The whole chromatin fragment is the key, not the DNA by itself, and that's something we absolutely will do a lot of work on this year. And if we can show any of this, it would be a massive breakthrough and a very big publication and really help us and products.

Alright, thank you, Cameron, for taking the question. Looking forward for future updates.

Thank you.

We have reached the end of the question-and-answer session. I would now turn the call back over management for any closing remarks.

Thank you very much for your time. And it's a very exciting time for us. And we are looking forward to seeing all of you over the next quarter as we deliver the results, which we've all been working on for a long time there. It's been 10 years. And we have a lot going on.

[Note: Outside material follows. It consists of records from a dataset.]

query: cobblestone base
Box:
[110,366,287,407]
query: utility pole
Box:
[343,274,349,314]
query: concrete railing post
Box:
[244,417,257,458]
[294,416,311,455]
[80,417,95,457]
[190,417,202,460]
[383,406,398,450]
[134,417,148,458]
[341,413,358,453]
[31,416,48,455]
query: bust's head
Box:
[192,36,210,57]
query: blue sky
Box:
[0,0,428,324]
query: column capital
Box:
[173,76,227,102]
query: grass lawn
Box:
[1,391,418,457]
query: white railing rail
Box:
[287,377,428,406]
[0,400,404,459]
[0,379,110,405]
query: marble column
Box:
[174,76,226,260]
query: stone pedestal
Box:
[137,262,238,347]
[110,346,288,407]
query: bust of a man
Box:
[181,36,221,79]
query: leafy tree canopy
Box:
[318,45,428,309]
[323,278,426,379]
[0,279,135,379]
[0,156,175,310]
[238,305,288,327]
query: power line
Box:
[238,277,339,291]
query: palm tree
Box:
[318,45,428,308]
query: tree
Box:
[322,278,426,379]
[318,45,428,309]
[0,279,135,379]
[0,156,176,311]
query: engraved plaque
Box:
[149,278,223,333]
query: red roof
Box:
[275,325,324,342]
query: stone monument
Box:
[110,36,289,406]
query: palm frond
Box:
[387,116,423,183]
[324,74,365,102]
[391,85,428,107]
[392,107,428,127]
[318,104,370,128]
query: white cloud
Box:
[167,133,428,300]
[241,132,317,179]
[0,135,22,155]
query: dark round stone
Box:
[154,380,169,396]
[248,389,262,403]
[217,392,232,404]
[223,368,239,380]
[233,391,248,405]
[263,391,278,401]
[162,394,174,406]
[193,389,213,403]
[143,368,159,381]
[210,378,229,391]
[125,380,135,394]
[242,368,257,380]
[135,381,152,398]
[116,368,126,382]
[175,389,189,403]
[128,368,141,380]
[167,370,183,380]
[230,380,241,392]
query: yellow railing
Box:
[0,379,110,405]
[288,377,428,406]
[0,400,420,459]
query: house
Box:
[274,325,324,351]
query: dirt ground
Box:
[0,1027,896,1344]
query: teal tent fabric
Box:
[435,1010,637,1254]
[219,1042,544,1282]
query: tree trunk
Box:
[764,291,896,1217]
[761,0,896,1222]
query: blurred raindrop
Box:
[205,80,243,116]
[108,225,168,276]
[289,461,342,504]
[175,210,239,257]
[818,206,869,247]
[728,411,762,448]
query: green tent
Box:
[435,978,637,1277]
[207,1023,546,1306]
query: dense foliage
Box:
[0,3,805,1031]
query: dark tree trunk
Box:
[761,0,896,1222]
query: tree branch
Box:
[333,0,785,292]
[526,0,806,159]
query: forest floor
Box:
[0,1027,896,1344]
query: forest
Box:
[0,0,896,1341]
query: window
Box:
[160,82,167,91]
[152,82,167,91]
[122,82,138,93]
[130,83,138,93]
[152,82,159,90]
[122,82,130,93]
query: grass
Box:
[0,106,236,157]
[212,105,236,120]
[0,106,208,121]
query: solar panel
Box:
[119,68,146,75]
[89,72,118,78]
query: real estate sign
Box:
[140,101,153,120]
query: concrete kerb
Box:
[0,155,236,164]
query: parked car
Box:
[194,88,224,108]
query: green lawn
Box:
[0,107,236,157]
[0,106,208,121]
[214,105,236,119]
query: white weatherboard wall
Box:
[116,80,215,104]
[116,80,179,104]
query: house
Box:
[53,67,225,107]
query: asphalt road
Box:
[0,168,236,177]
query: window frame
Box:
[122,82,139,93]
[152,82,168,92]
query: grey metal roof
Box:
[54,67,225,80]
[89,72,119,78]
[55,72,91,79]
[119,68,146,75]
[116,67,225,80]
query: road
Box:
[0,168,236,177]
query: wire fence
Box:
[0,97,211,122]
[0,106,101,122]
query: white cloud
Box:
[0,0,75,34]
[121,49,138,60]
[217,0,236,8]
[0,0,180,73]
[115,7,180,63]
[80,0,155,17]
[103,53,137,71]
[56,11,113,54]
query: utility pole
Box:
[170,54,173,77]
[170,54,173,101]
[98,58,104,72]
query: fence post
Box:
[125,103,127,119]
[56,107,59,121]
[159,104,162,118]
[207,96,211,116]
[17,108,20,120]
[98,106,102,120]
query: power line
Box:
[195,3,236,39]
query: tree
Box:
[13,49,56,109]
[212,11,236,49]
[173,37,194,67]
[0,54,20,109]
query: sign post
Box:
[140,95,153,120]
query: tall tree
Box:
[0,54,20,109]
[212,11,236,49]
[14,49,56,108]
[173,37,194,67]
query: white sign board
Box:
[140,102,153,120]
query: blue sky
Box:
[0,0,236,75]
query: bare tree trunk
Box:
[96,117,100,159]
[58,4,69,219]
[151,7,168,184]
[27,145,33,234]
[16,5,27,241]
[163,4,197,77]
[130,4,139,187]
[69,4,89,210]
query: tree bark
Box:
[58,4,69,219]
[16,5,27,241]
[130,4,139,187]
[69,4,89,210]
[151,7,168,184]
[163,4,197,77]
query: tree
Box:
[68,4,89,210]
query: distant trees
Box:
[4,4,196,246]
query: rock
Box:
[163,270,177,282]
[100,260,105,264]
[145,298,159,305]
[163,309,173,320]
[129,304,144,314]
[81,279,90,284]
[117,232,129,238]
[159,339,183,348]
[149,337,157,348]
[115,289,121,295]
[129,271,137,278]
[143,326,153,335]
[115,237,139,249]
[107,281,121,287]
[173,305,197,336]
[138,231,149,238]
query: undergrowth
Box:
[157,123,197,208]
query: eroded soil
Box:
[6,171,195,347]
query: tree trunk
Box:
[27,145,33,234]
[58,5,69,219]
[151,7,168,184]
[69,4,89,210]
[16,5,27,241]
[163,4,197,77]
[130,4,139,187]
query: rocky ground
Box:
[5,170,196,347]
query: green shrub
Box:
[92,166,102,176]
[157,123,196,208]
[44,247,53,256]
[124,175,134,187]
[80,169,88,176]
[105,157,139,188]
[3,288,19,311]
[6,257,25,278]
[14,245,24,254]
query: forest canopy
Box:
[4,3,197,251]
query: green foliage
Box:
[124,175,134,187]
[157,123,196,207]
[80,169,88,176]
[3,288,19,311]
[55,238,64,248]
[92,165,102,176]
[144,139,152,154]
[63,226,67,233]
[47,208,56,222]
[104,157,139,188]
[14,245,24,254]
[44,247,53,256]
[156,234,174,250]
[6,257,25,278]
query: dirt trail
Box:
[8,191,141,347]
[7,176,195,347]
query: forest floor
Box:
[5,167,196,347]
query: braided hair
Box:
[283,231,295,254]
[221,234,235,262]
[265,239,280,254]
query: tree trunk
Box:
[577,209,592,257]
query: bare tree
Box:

Also June 1, we're doing the Capital Markets Day in New York, again on the New York Stock Exchange. So, anyone who could attend, particularly the analyst side would be very helpful. We intend to have a lot of data by then and also quite a few of our experts. You can really get in-depth on the questions. So, June 1 will be a big day for them. Thank you very much for your time.

This concludes today's conference. You may disconnect your lines at this time. Thank you for your participation. Have a great day.